5

I have a large (>100 GB) xarray Dataset holding weather forecast data (dimensions time, forecast step, latitude, longitude, with dask chunks over the time, latitude and longitude dimensions) and want to work out the average weather (for each time point) over an irregularly shaped region (defined by a binary mask array with dimensions latitude and longitude). The naive way of doing this is:

average_weather = weather.where(mask).mean(dim=('latitude', 'longitude'))

However, for most of the (latitude, longitude) chunks, the mask values in that region are all zero, so there is no need to load that chunk. So far as I can tell by briefly looking at the xarray and dask source, there is no optimization that checks if all the mask values for a chunk are zero before loading the chunk, so the naive command will use a great deal of unnecessary data transfer and CPU.

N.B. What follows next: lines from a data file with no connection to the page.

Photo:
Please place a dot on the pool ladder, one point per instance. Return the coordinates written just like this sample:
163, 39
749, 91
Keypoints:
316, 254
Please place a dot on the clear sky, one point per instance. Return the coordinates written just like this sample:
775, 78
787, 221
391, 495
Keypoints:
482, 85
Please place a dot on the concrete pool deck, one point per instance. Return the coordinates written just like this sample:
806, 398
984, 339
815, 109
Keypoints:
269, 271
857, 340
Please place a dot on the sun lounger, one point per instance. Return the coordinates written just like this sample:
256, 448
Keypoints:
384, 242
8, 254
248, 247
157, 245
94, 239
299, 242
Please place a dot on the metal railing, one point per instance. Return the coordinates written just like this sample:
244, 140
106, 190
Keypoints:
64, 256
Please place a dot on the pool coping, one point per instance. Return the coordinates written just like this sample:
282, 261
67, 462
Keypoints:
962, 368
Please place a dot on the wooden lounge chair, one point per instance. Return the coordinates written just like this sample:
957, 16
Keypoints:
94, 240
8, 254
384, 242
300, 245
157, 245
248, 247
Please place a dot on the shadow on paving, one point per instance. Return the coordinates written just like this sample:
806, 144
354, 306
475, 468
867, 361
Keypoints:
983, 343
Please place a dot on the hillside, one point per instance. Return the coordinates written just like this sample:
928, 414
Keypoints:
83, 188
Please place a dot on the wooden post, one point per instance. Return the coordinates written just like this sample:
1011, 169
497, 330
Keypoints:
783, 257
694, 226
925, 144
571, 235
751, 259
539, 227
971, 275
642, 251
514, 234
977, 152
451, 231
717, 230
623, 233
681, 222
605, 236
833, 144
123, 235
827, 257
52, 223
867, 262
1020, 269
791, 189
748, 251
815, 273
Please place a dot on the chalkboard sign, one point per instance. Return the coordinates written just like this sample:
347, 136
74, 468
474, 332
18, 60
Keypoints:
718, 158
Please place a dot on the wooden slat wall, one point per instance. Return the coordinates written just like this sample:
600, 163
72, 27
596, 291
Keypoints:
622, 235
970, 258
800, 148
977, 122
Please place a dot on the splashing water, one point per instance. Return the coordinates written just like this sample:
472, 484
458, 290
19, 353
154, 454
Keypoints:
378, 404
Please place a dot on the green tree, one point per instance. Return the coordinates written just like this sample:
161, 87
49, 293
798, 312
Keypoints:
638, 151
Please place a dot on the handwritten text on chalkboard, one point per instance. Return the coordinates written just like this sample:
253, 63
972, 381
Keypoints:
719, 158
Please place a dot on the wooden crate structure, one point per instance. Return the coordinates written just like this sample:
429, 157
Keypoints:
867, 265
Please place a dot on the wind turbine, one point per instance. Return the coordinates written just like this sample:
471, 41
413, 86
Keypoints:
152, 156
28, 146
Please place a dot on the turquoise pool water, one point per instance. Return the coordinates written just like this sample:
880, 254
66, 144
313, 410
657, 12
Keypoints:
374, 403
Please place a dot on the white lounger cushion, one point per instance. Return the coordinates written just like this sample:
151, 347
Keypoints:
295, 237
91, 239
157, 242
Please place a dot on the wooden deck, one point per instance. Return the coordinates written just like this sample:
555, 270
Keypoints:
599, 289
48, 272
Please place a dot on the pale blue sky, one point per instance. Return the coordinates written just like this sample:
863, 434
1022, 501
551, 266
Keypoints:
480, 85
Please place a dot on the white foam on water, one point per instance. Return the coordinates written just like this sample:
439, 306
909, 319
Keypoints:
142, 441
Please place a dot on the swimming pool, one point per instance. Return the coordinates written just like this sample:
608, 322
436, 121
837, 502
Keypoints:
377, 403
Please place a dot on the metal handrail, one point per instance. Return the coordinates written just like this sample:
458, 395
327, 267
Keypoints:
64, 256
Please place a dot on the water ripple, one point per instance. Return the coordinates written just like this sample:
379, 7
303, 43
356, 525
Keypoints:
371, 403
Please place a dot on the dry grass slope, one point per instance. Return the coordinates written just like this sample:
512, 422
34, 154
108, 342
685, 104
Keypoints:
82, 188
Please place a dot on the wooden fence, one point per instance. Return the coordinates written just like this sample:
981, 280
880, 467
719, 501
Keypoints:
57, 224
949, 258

I did see that it is possible to use drop=True in the where command to limit the computation to the bounding box of the mask, but is it possible to do better than this?

user7813790
  • 547
  • 1
  • 4
  • 12
  • I also looked at https://stackoverflow.com/questions/51195138/masking-in-dask "Masking in Dask" but, so far as I can tell, `dask.ma` and `numpy.ma` require the mask array to have the same shape as the data. – user7813790 Jul 29 '19 at 15:11

1 Answers1

2

By default when using where, the values where the mask is False are replaced by NaN. If you use the drop=True keyword, they will be dropped completely. Note that this can change the shape of your data, or lead to unexpected NaN values sometimes.

e.g. average_weather = weather.where(mask, drop=True).mean(dim=('latitude', 'longitude'))

Charles
  • 97
  • 5